MESNARD Jean, Les Pensées de Pascal, 2e éd., Paris, SEDES, 1993, p. 87 et 191-192.

REGUIG-NAYA Delphine, Le corps des idées : pensées et poétiques du langage dans l'augustinisme du second Port-Royal, p. 147.

 

 

Éclaircissements

Remarque d’ensemble

 

La reconstitution de Pol Ernst permet de souligner un point commun entre les trois fragments Divertissement 5 (Laf. 137, Sel. 169), Laf. 25, Sel. 59 et Dossier de travail (Laf. 415, Sel. 34) : dans les trois cas, il s’agit de priver une personne (roi, soldat ou laboureur) de ses accompagnements, et d’en observer les conséquences, intérieures ou extérieures. C’est une démarche de physicien.

 

La coutume de voir les rois accompagnés de gardes, de tambours, d’officiers et de toutes les choses qui ploient la machine vers le respect et la terreur font que leur visage, quand il est quelquefois seul et sans ces accompagnements, imprime dans leurs sujets le respect et la terreur parce qu’on ne sépare point dans la pensée leur personne d’avec leur suite qu’on y voit d’ordinaire jointe.

 

Cela prolonge ce que Pascal écrit sur les rois, dans “Imagination”, Vanité 31 (Laf. 44, Sel. 78). C’est ainsi que nos rois n’ont pas recherché ces déguisements. Ils ne se sont pas masqués d’habits extraordinaires pour paraître tels. Mais ils se sont accompagnés de gardes, de hallebardes. Ces troupes armées qui n’ont de mains et de force que pour eux, les trompettes et les tambours qui marchent au-devant, et ces légions qui les environnent, font trembler les plus fermes. Ils n’ont pas l’habit, seulement ils ont la force. Il faudrait avoir une raison bien épurée pour regarder comme un autre homme le grand seigneur environné, dans son superbe sérail, de quarante mille janissaires.
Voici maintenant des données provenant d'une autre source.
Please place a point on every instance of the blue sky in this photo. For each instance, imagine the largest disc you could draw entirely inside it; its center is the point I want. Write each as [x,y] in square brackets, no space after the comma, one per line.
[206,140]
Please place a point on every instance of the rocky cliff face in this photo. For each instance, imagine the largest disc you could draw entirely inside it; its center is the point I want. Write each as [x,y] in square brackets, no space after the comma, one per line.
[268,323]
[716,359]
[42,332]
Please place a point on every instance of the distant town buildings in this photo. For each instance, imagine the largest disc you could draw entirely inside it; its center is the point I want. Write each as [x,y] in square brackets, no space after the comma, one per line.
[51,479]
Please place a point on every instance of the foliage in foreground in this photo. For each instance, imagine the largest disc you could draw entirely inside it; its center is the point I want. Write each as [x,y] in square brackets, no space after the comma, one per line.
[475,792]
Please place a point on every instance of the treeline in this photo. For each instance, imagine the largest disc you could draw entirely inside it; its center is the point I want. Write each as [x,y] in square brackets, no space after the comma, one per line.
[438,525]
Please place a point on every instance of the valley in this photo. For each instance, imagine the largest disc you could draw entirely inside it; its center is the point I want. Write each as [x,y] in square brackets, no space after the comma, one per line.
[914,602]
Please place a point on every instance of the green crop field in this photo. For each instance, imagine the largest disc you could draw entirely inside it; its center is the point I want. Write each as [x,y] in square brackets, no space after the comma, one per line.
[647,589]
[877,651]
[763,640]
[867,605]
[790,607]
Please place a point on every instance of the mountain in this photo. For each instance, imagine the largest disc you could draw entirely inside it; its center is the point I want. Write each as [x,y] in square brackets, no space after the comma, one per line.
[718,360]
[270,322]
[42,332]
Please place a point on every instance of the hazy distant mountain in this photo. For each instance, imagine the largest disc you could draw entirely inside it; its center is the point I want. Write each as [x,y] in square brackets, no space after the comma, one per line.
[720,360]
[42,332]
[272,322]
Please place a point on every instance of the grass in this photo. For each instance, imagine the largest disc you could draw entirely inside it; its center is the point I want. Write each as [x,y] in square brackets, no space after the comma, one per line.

Pour la machine, Y. Maeda renvoie à (Ordre 3 - Laf. 5, Sel. 39), (Ordre 5 - Laf. 7, Sel. 41) et (Ordre 9 - Laf. 11, Sel. 45). Voir Laf. 821, Sel. 661, sur l’automate et la machine, inclinés à croire. Voir aussi Preuves par discours I (Laf. 418, Sel. 680), “Infini rien”, sur le fait que l’habitude plie la machine et dispose l’esprit à la croyance.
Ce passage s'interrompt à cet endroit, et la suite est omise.